The campaign using standard and split vaccines will be rolled out between February and March in around 75 municipalities in the states of Sao Paulo, the most highly populated in Brazil, Rio de Janeiro and Bahia, in order to keep the disease from spreading.
“Studies taken up to now show that the standard vaccine and the split vaccine are equally efficient,” Health Minister Ricardo Barros said Tuesday.
The vaccination campaign aims to immunize 19.7 million people in the three states, of whom 15 million will receive split doses and another 4.7 million standard doses.

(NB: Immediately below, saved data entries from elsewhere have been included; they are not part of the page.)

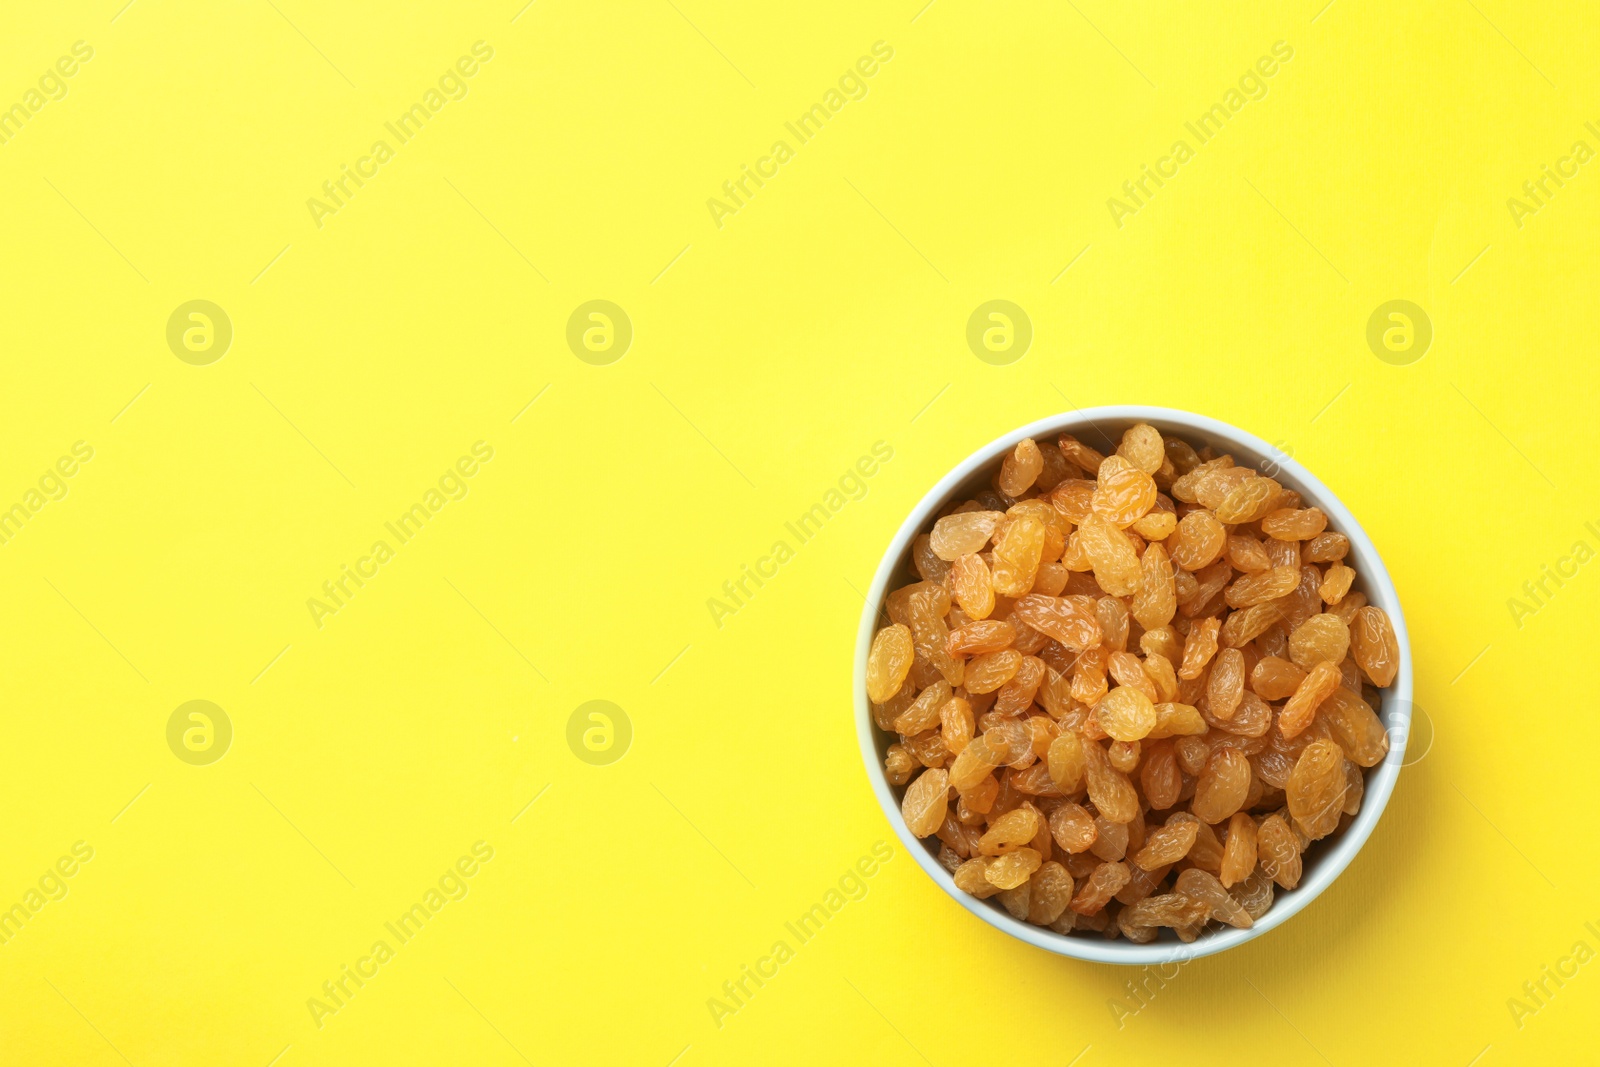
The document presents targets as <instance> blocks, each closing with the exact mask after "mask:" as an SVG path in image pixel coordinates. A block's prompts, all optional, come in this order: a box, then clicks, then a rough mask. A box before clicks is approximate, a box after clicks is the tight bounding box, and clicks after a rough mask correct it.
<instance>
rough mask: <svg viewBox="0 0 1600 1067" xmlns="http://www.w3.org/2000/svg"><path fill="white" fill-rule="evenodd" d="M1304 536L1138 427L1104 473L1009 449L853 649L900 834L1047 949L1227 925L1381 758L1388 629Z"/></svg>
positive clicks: (1387, 654)
mask: <svg viewBox="0 0 1600 1067" xmlns="http://www.w3.org/2000/svg"><path fill="white" fill-rule="evenodd" d="M1326 525H1328V518H1326V515H1323V512H1322V510H1320V509H1317V507H1302V501H1301V498H1299V494H1298V493H1294V491H1293V490H1286V488H1283V486H1282V485H1278V483H1277V482H1275V480H1274V478H1270V477H1266V475H1264V474H1261V472H1258V470H1253V469H1250V467H1238V466H1235V464H1234V459H1232V456H1218V454H1214V453H1213V451H1211V450H1210V448H1203V450H1200V451H1198V453H1197V451H1195V450H1194V448H1192V446H1189V445H1187V443H1186V442H1182V440H1179V438H1176V437H1162V434H1160V432H1158V430H1155V429H1154V427H1150V426H1146V424H1142V422H1141V424H1138V426H1134V427H1131V429H1130V430H1128V432H1126V434H1125V435H1123V438H1122V443H1120V445H1118V446H1117V451H1115V454H1112V456H1101V454H1099V453H1098V451H1094V450H1093V448H1090V446H1088V445H1083V443H1082V442H1078V440H1075V438H1072V437H1066V435H1064V437H1061V438H1059V440H1058V442H1046V443H1043V445H1040V443H1038V442H1034V440H1024V442H1022V443H1021V445H1018V446H1016V448H1014V450H1013V451H1011V453H1008V454H1006V456H1005V459H1003V462H1002V466H1000V470H998V472H997V474H995V477H994V480H992V490H990V491H984V493H979V494H978V498H976V499H971V501H966V502H963V504H958V506H950V507H947V509H946V510H944V514H941V515H939V518H938V522H934V525H933V530H930V531H928V533H925V534H922V536H918V537H917V541H915V542H914V547H912V563H914V566H915V569H917V574H918V576H920V577H922V581H920V582H914V584H910V585H904V587H901V589H896V590H894V592H891V593H890V595H888V601H886V605H885V606H886V611H888V619H890V624H888V625H885V627H883V629H880V630H878V632H877V635H875V637H874V641H872V651H870V654H869V659H867V696H869V699H870V701H872V715H874V720H875V721H877V726H878V728H880V729H883V731H886V733H891V734H896V741H894V744H891V745H890V747H888V758H886V760H885V771H886V774H888V779H890V782H891V784H893V785H896V787H899V785H904V787H906V789H904V797H902V803H901V813H902V816H904V819H906V825H907V827H909V829H910V832H912V833H915V835H917V837H933V835H936V837H938V840H939V862H941V864H944V867H946V869H947V870H950V873H952V875H954V878H955V885H957V886H960V888H962V889H963V891H966V893H971V894H973V896H978V897H990V896H994V897H997V899H998V901H1000V904H1003V905H1005V909H1006V912H1010V913H1011V915H1013V917H1016V918H1018V920H1026V921H1030V923H1037V925H1040V926H1048V928H1050V929H1053V931H1056V933H1062V934H1067V933H1074V931H1090V933H1094V934H1099V936H1106V937H1118V936H1122V937H1128V939H1130V941H1136V942H1149V941H1154V939H1155V937H1157V934H1158V931H1160V928H1163V926H1165V928H1170V929H1171V931H1173V933H1174V934H1176V936H1178V937H1179V939H1182V941H1186V942H1187V941H1194V939H1195V937H1197V936H1198V934H1200V931H1202V929H1203V928H1205V926H1206V923H1210V921H1213V920H1214V921H1219V923H1227V925H1230V926H1240V928H1248V926H1251V925H1253V923H1254V920H1258V918H1261V917H1262V915H1266V912H1267V909H1270V907H1272V897H1274V886H1280V888H1283V889H1293V888H1294V886H1296V885H1298V883H1299V878H1301V856H1302V853H1304V851H1306V849H1307V848H1309V846H1310V843H1312V841H1315V840H1318V838H1323V837H1328V835H1330V833H1334V832H1338V830H1341V829H1342V827H1344V825H1347V822H1349V821H1350V817H1352V816H1355V813H1357V811H1358V809H1360V806H1362V790H1363V784H1365V777H1363V773H1362V771H1363V768H1370V766H1374V765H1378V763H1379V761H1381V760H1382V758H1384V755H1386V753H1387V752H1389V737H1387V734H1386V733H1384V728H1382V723H1381V721H1379V720H1378V715H1376V713H1374V712H1373V705H1374V704H1376V702H1378V689H1379V688H1382V686H1387V685H1390V683H1392V681H1394V677H1395V670H1398V665H1400V651H1398V645H1397V641H1395V633H1394V627H1392V625H1390V622H1389V616H1387V614H1384V611H1382V609H1381V608H1378V606H1373V605H1368V603H1366V597H1365V595H1363V593H1362V592H1358V590H1352V589H1350V585H1352V582H1354V581H1355V571H1354V569H1352V568H1350V566H1349V565H1347V563H1346V561H1344V560H1346V555H1347V553H1349V549H1350V542H1349V539H1347V537H1346V536H1344V534H1341V533H1334V531H1330V530H1326Z"/></svg>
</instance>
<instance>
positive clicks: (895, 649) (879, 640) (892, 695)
mask: <svg viewBox="0 0 1600 1067" xmlns="http://www.w3.org/2000/svg"><path fill="white" fill-rule="evenodd" d="M912 654H914V653H912V645H910V629H909V627H904V625H899V624H896V625H886V627H883V629H882V630H878V632H877V637H874V638H872V651H870V653H867V697H869V699H870V701H872V702H874V704H882V702H883V701H886V699H890V697H891V696H894V694H896V693H899V688H901V685H904V681H906V675H907V673H909V672H910V661H912Z"/></svg>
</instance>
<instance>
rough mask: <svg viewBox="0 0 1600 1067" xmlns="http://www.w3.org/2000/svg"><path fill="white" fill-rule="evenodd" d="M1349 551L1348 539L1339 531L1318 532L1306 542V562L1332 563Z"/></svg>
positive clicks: (1345, 556)
mask: <svg viewBox="0 0 1600 1067" xmlns="http://www.w3.org/2000/svg"><path fill="white" fill-rule="evenodd" d="M1349 552H1350V539H1349V537H1346V536H1344V534H1341V533H1333V531H1328V533H1320V534H1317V536H1315V537H1312V539H1310V541H1307V542H1306V555H1304V560H1306V561H1307V563H1333V561H1334V560H1342V558H1344V557H1346V555H1347V553H1349Z"/></svg>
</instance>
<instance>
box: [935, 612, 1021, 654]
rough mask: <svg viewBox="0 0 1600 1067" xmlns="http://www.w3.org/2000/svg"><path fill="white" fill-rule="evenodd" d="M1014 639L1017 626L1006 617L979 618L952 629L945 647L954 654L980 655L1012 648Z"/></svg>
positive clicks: (997, 652)
mask: <svg viewBox="0 0 1600 1067" xmlns="http://www.w3.org/2000/svg"><path fill="white" fill-rule="evenodd" d="M1014 640H1016V627H1014V625H1011V624H1010V622H1006V621H1005V619H979V621H978V622H968V624H965V625H958V627H955V629H954V630H950V635H949V638H946V643H944V649H946V651H947V653H950V654H952V656H979V654H982V653H998V651H1000V649H1002V648H1011V643H1013V641H1014Z"/></svg>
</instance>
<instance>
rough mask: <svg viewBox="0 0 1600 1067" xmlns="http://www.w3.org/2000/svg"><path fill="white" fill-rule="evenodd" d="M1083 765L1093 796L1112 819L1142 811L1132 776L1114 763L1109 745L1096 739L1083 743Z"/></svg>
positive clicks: (1095, 805)
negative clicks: (1132, 781) (1139, 810)
mask: <svg viewBox="0 0 1600 1067" xmlns="http://www.w3.org/2000/svg"><path fill="white" fill-rule="evenodd" d="M1083 757H1085V760H1083V769H1085V774H1086V779H1088V792H1090V800H1091V801H1094V806H1096V808H1098V809H1099V813H1101V814H1102V816H1106V817H1107V819H1110V821H1112V822H1128V821H1130V819H1133V816H1134V814H1138V811H1139V793H1138V792H1134V789H1133V782H1130V781H1128V776H1126V774H1123V773H1122V771H1118V769H1117V768H1115V766H1112V765H1110V757H1107V755H1106V749H1102V747H1101V745H1099V742H1096V741H1086V742H1085V744H1083Z"/></svg>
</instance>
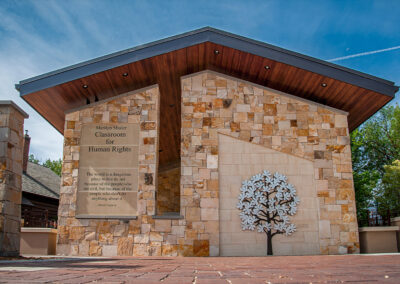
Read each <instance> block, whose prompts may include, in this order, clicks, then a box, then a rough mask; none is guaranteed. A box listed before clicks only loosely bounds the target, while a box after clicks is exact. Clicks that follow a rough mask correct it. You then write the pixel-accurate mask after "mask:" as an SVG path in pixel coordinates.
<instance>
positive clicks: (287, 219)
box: [237, 171, 300, 255]
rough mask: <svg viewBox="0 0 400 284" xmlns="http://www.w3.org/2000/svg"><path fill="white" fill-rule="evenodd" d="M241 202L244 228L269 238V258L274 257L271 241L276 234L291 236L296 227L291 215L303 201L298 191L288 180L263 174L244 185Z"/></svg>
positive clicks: (286, 235)
mask: <svg viewBox="0 0 400 284" xmlns="http://www.w3.org/2000/svg"><path fill="white" fill-rule="evenodd" d="M240 190H241V193H240V195H239V202H238V204H237V208H238V209H240V210H241V211H242V212H240V219H241V220H242V229H243V230H251V231H254V229H256V227H257V230H258V232H260V233H262V232H264V233H265V234H266V235H267V247H268V251H267V255H272V254H273V253H272V238H273V237H274V236H275V235H277V234H286V236H288V235H291V234H292V233H294V232H295V231H296V226H295V225H294V224H291V223H290V220H289V216H288V215H290V216H293V215H294V214H296V211H297V204H299V202H300V200H299V198H298V197H297V196H296V189H295V188H294V186H293V185H292V184H288V183H287V177H286V176H284V175H281V174H279V173H275V174H274V175H271V173H270V172H269V171H264V172H262V173H260V174H257V175H255V176H253V177H252V178H251V179H250V180H246V181H244V182H243V183H242V187H241V188H240Z"/></svg>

The standard dose is 0.5 of a milligram and provides protection for a lifetime, while split doses are 0.1 of a milligram and last at least eight years, according to a study taken by the Institute of Immunobiological Technology (Biomanguinhos/Fiocruz) and cited by the Health Ministry.
With the splitting of vaccines, the dose that once was applied to a single person is now sufficient for four or even five people.
The split vaccination is recommended for people between ages 2 and 60, while the standard dose is indicated for babies between 9 and 24 months, patients in special clinical conditions, pregnant women and international travelers.
The coordinator of the Health Ministry’s National Immunization Program, Carla Domingues, said that yellow fever is a seasonal disease that generally infects between the months of December and May.
“To keep that from happening, we’re providing early vaccination because the virus has entered densely populated areas,” the coordinator said.
During the first half of last year, Brazil suffered an outbreak of yellow fever with 777 cases of contagion and 261 deaths confirmed to have been caused by the disease.
In Sao Paulo state alone, a total of 13 deaths from yellow fever were confirmed in 2017, and so far this year there have been three deaths in the metropolitan area of Sao Paulo city.